Minggu, Oktober 05, 2008

Alhamdulillah-ku, Dulu Dan Kini

“Alhamdulillah…. Alhamdulillah….” Gumamku sore ini mengiringi kepergian pengunjung tokoku. Ini adalah alhamdulillah ku yang ke sekian kalinya dalam hari ini. Dan alhamdulillah-ku sore ini adalah yang paling tulus muncul dari lubuk hatiku paling dalam.

Sejak pagi hingga sore tokoku buka, baru sore ini ada pengunjung yang jadi beli. Makanya aku bersyukur sangat-sangat-sangat dalam. Alhamdulillah... alhamdulillah... alhamdulillah... demikian bibirku mengucap syukur berkali-kali untuk sepotong baju yang laku terjual.

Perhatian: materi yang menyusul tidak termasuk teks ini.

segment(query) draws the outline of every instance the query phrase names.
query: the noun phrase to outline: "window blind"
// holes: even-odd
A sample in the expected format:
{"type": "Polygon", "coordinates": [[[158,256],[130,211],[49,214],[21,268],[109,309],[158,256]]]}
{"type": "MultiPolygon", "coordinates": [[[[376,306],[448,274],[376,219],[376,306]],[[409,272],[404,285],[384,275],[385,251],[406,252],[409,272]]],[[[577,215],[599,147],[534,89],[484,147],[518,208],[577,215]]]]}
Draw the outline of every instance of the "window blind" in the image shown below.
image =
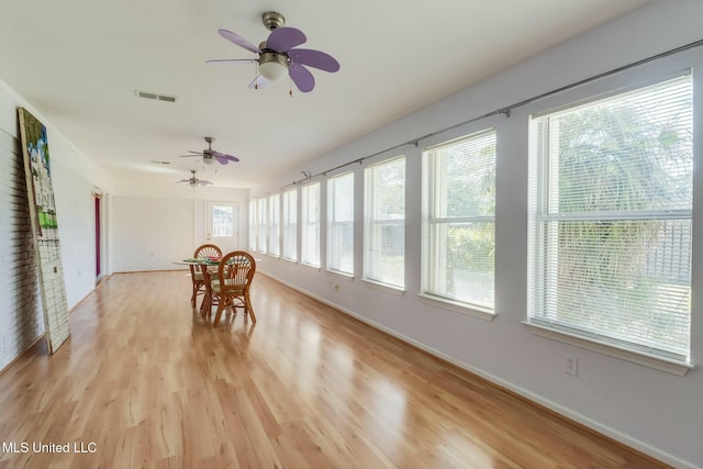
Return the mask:
{"type": "Polygon", "coordinates": [[[327,181],[327,268],[354,273],[354,172],[327,181]]]}
{"type": "Polygon", "coordinates": [[[274,193],[268,198],[268,252],[272,256],[279,256],[281,244],[280,244],[280,233],[281,233],[281,197],[279,193],[274,193]]]}
{"type": "Polygon", "coordinates": [[[298,189],[283,192],[283,258],[298,260],[298,189]]]}
{"type": "Polygon", "coordinates": [[[302,210],[301,260],[320,267],[320,182],[303,186],[302,210]]]}
{"type": "Polygon", "coordinates": [[[689,75],[535,119],[529,321],[688,361],[689,75]]]}
{"type": "Polygon", "coordinates": [[[424,152],[425,293],[493,309],[495,132],[424,152]]]}
{"type": "Polygon", "coordinates": [[[364,278],[405,286],[405,157],[365,170],[364,278]]]}

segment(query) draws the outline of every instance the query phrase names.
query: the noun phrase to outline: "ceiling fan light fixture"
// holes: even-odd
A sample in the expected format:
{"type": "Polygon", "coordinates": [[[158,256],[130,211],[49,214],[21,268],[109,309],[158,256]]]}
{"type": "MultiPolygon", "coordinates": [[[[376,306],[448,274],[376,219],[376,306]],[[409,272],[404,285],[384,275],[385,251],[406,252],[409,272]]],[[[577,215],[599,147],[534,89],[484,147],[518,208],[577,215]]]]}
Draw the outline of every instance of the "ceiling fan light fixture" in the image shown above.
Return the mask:
{"type": "Polygon", "coordinates": [[[269,81],[279,81],[288,76],[288,59],[282,54],[263,53],[259,58],[259,74],[269,81]]]}

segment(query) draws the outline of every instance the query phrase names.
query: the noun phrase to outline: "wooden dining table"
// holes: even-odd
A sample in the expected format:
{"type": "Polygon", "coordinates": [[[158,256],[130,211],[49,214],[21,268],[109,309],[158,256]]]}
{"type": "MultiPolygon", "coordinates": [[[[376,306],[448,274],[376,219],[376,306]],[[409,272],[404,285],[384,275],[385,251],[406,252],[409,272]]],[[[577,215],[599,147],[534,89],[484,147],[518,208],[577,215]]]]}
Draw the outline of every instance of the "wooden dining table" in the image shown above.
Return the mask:
{"type": "Polygon", "coordinates": [[[210,314],[205,314],[207,311],[207,306],[208,304],[211,303],[211,299],[212,299],[212,287],[211,287],[211,273],[213,270],[211,270],[211,267],[217,267],[217,265],[220,264],[220,260],[215,260],[215,259],[211,259],[211,258],[194,258],[194,257],[189,257],[187,259],[183,260],[176,260],[174,261],[174,264],[178,265],[178,266],[189,266],[190,267],[190,275],[194,276],[196,275],[196,270],[200,269],[201,273],[202,273],[202,279],[203,279],[203,283],[205,287],[205,291],[203,293],[203,298],[202,298],[202,303],[200,303],[200,314],[202,316],[205,315],[210,315],[210,314]]]}

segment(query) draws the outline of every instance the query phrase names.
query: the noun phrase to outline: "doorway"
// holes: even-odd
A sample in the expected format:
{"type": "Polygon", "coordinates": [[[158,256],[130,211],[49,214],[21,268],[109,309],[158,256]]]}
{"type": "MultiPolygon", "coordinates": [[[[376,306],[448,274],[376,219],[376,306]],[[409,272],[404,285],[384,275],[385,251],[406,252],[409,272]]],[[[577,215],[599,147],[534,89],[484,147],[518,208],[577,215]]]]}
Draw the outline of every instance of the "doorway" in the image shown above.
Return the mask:
{"type": "Polygon", "coordinates": [[[102,272],[102,264],[103,264],[103,256],[102,256],[102,194],[98,193],[98,192],[93,192],[92,193],[92,199],[93,199],[93,206],[94,206],[94,221],[96,221],[96,227],[94,227],[94,233],[96,233],[96,238],[94,238],[94,246],[96,246],[96,283],[98,283],[100,281],[100,279],[103,277],[103,272],[102,272]]]}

Sejenak anganku melayang ke beberapa tahun yang lalu. Saat itu betapa mudahnya aku mendapatkan uang. Setiap bulan gaji terkirim ke rekeningku adalah sebuah kepastian. Setiap tanggal 25 aku cukup mengecek bahwa gaji sudah masuk ke rekeningku. Sering malah, teman-teman dan anak buah yang memberi tahu bahwa gaji sudah ditransfer. ”Wow, berarti sudah gajian.” gumamku dalam hati tanpa segera bangkit bergegas mengambilnya ke ATM yang tersedia di lingkungan kantor. Jarang pula diiringi dengan kalimat syukur Alhamdulillah.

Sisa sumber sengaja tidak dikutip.